Safety in BDSM is always top priority — but don’t forget to have fun! (Image:  Adescalco Marangoni/ Flickr)
Safety in BDSM is always top priority — but don’t forget to have fun! (Image: Adescalco Marangoni/ Flickr)

So you’ve heard about BDSM and you’re curious. It can be an intimidating practice to get into; the quest for kinkiness can be a sea of misinformation, and BDSM (bondage, discipline, sadism, and masochism) can be genuinely dangerous.

To start, research will be your best friend. Before you bring anything into the bedroom, you must research it first. You need to know the risks, but you also want to be able to get the most fun out of it.

BDSM also requires a tonne of communication. For your first time, make sure your partner is someone you know and trust. You have to feel completely free to say whatever you feel in before-and-after discussions. The before discussion is where you introduce any new ideas you’d like to try, and where you or your partner can express any desires or concerns you may have. The after discussion is where you check in to make sure everything went well for both parties.
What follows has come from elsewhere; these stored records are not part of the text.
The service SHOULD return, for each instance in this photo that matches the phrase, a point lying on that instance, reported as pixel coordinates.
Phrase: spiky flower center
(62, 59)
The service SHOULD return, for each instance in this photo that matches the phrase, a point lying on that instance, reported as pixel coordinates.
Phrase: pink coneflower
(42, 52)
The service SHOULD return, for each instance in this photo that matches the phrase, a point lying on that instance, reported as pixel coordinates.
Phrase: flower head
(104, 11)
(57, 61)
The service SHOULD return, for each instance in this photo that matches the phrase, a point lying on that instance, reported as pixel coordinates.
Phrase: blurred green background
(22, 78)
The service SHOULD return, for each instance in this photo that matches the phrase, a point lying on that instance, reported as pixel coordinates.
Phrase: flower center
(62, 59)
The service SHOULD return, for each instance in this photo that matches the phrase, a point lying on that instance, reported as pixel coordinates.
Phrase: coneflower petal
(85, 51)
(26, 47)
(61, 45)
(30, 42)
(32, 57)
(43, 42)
Having a “safe word” is the most important thing you’ll need to establish, especially as you learn what you like and what you’re just not comfortable with. Some ideas sound great in books or films, but in real life turn out to be less thrilling than expected. In this sense, the sub has to have the most control. As soon as the stop command is given, the scenario must stop. Despite what E.L. James has anything, ignoring the safe word is never okay. Also keep in mind that you might not be able to speak in situations involving gags, so you’ll need to establish some kind of non-verbal signal. This is where planning ahead is important.
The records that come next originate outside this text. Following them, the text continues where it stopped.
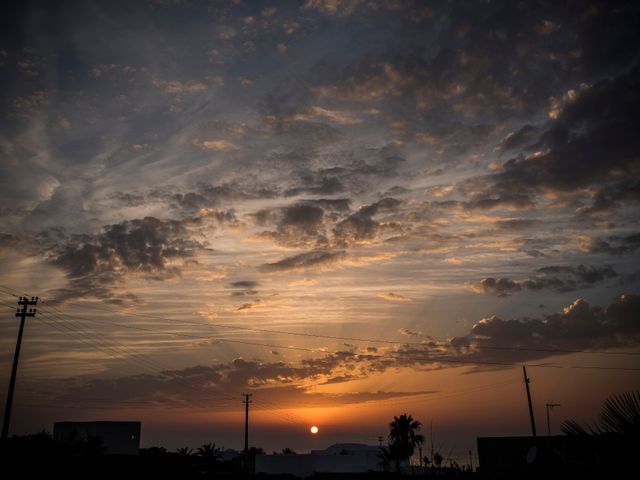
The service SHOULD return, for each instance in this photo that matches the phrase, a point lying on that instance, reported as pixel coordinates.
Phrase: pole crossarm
(23, 313)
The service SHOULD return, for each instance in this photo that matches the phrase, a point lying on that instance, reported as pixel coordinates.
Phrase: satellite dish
(532, 453)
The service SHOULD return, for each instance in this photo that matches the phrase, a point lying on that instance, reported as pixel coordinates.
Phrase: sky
(350, 209)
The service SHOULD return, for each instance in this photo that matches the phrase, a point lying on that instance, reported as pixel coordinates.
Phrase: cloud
(244, 287)
(524, 137)
(360, 226)
(215, 145)
(590, 141)
(315, 259)
(578, 326)
(562, 278)
(611, 197)
(393, 297)
(306, 224)
(177, 87)
(614, 245)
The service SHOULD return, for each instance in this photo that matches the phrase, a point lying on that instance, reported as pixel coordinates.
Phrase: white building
(338, 458)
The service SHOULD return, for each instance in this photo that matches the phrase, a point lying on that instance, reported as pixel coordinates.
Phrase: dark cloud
(300, 225)
(491, 200)
(611, 197)
(307, 225)
(577, 327)
(492, 340)
(148, 246)
(614, 245)
(516, 224)
(525, 136)
(303, 261)
(244, 284)
(361, 226)
(591, 141)
(558, 277)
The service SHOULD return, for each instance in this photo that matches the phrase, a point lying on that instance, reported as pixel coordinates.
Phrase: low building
(557, 456)
(338, 458)
(115, 438)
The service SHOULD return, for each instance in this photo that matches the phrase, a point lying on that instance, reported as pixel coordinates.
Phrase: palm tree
(184, 451)
(620, 414)
(404, 437)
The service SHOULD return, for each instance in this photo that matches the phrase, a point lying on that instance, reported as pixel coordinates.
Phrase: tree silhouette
(184, 451)
(209, 451)
(386, 458)
(404, 437)
(620, 414)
Surprises are never a good idea. A lot of pornography depicts people being happily surprised  with an unplanned sex act. In real life, it’s a good way to get seriously injured, or to violate someone’s trust.

While it may be tempting to try the hardcore stuff right away, it is better to start small and work your way up. Don’t start out with knife-play or piercing. Start with some light bondage and build from there. Even if you are really eager to try inverted suspension, it’s better to take it slow. You may even find you like the milder scenarios more, but if you skip right over them you’ll never know.

Generally, it is not a good idea to mix your real life with your fantasy life. If you’ve had a disagreement in your real life, you need to sort it out in real life. You cannot punish your partner in the fantasy world. Bringing reality into the fantasy will only limit and frustrate you.

BDSM can be a great way to elevate your sex life. So if you think it’s for you, do your research, talk with your partner, start slow, and give it a try. Be safe, and have fun with it!